Two groups were created on Facebook by the virtual campers, “#CampanhaTrunfoParaOsInternautas” and “I did not go in but I’m in #CamporiDSA.” The groups operated alongside the official webcasts on the CamporiDSA website.
“I was watching the chat CamporiTV, and many [people online] were sad for not being able to go to the program. As I do not like to see anyone sad, I had the idea of creating the group, to get everyone motivated and happy,” said Pathfinder Henry Santos from Porto Seguro, who created the Facebook group with the hashtag #CampanhaTrunfoParaOsInternautas.
Because they are so connected to what was happening, online participants began to also feel part of the Camporee, and wanted to earn an award for their participation.
“So we created the idea of a Virtual Camporee and started to put some requirements that they could complete to earn an award, something to show that they were actually participating in day-to-day programming, watching and interacting. Fulfilling these requirements, they will be able to win the award,” Ferraz said.
And not only were the pathfinders who were in Barretos that heard the messages of pastor Odailson Fonseca, speaker of the event. Viewers thousands of miles away also felt part of the invitation to the “Meeting scheduled in eternity.” “It was not for the Camporee IV, but I’m connected to CamporiTV... I also have an appointment with JESUS ... #camporiDSA #campanhaTrunfoParaOsInternaltas ” posted Ana Leticia, Maranhao, on Facebook.
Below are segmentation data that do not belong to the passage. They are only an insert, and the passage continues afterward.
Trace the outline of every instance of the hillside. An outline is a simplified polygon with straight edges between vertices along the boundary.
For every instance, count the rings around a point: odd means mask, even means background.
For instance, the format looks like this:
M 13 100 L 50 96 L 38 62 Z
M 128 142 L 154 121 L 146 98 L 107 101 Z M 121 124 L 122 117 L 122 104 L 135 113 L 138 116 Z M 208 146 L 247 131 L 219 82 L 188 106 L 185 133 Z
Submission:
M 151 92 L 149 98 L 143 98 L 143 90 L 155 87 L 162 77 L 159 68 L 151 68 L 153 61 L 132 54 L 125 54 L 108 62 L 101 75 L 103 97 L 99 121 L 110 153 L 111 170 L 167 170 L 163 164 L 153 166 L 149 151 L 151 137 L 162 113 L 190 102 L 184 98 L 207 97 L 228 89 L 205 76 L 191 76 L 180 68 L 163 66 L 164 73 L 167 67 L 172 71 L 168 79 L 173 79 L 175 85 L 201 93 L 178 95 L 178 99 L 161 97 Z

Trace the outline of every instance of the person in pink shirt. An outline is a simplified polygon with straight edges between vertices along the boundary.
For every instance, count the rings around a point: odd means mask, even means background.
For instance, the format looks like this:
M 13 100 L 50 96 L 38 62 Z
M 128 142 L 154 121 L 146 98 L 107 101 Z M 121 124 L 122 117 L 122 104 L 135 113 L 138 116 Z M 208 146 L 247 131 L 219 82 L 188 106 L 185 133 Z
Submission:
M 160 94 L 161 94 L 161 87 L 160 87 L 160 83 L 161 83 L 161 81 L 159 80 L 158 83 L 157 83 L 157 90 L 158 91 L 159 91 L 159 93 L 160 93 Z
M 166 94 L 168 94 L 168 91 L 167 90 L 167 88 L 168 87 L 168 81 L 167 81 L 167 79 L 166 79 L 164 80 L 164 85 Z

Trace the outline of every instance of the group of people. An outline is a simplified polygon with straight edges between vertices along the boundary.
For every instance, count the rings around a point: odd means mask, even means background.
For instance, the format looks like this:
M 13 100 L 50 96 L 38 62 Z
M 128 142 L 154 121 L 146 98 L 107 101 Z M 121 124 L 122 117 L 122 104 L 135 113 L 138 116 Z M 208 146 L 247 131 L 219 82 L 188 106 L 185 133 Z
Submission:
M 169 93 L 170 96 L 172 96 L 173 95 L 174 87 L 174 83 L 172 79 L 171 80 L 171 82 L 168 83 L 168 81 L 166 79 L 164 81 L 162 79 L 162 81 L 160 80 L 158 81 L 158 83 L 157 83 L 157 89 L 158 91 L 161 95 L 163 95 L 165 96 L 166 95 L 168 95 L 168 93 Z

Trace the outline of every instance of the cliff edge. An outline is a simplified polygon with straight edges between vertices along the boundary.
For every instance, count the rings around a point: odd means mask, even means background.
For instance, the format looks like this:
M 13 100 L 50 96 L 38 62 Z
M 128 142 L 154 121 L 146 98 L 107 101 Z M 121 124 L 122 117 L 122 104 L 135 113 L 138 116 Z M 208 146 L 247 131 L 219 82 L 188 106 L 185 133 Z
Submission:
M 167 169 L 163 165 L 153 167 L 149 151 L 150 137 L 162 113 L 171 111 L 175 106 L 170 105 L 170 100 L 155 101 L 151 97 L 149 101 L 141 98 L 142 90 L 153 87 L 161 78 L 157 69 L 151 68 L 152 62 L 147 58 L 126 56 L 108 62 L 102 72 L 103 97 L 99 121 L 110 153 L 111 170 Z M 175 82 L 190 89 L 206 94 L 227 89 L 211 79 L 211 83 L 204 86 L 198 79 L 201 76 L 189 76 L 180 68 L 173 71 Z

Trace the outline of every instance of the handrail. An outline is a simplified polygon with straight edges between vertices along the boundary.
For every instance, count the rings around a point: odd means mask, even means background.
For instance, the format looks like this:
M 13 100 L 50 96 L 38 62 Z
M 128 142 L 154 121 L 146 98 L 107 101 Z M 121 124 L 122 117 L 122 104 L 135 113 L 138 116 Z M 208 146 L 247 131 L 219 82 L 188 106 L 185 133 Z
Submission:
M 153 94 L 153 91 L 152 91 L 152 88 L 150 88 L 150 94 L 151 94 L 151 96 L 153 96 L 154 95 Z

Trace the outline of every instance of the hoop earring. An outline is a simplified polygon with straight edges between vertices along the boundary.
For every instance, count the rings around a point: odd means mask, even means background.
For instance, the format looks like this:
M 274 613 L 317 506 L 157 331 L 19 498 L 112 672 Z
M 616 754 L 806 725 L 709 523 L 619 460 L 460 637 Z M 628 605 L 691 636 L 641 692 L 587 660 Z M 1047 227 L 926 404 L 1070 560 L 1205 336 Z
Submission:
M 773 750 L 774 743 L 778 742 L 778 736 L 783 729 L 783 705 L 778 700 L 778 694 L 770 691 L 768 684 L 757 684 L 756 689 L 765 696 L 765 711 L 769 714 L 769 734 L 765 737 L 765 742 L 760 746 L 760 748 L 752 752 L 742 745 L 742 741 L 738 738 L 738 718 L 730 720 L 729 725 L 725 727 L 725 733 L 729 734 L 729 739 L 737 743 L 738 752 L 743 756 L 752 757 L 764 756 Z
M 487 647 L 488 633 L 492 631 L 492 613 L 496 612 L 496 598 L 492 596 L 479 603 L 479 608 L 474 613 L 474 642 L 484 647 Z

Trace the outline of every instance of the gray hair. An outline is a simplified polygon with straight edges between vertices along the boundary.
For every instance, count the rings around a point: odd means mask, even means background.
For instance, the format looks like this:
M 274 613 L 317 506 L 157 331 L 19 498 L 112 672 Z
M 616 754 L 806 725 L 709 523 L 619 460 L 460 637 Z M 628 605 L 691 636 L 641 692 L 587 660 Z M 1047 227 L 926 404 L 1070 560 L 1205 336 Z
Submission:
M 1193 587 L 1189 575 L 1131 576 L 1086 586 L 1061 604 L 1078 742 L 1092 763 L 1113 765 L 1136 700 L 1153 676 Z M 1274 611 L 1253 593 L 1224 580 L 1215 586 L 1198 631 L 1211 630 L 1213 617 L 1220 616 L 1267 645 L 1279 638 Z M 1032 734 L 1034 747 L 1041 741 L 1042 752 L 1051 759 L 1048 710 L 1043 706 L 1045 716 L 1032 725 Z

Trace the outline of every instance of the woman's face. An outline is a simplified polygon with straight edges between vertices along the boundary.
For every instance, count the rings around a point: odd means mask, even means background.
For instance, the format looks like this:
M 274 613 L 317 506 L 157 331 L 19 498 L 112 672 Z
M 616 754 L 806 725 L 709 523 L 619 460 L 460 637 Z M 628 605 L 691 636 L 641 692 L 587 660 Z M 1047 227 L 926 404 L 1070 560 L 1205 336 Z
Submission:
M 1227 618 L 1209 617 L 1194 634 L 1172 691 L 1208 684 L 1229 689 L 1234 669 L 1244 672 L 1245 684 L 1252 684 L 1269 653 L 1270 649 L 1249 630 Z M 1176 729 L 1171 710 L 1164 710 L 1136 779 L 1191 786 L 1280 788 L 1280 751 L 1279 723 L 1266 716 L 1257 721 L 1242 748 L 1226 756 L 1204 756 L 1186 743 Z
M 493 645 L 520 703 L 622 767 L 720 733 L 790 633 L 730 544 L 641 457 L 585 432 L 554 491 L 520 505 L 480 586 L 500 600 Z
The Internet outreach had its consequences, Ferraz said. One girl, who had planned to attend the Camporee but withdrew at the last minute, saw the online programming and sent a message saying she would return to the church. Another sign of success: 680 online applications for the merit award from virtual participants.
In all, there were 337,000 viewings of Camporee content by 80,000 people in 97 countries, officials reported.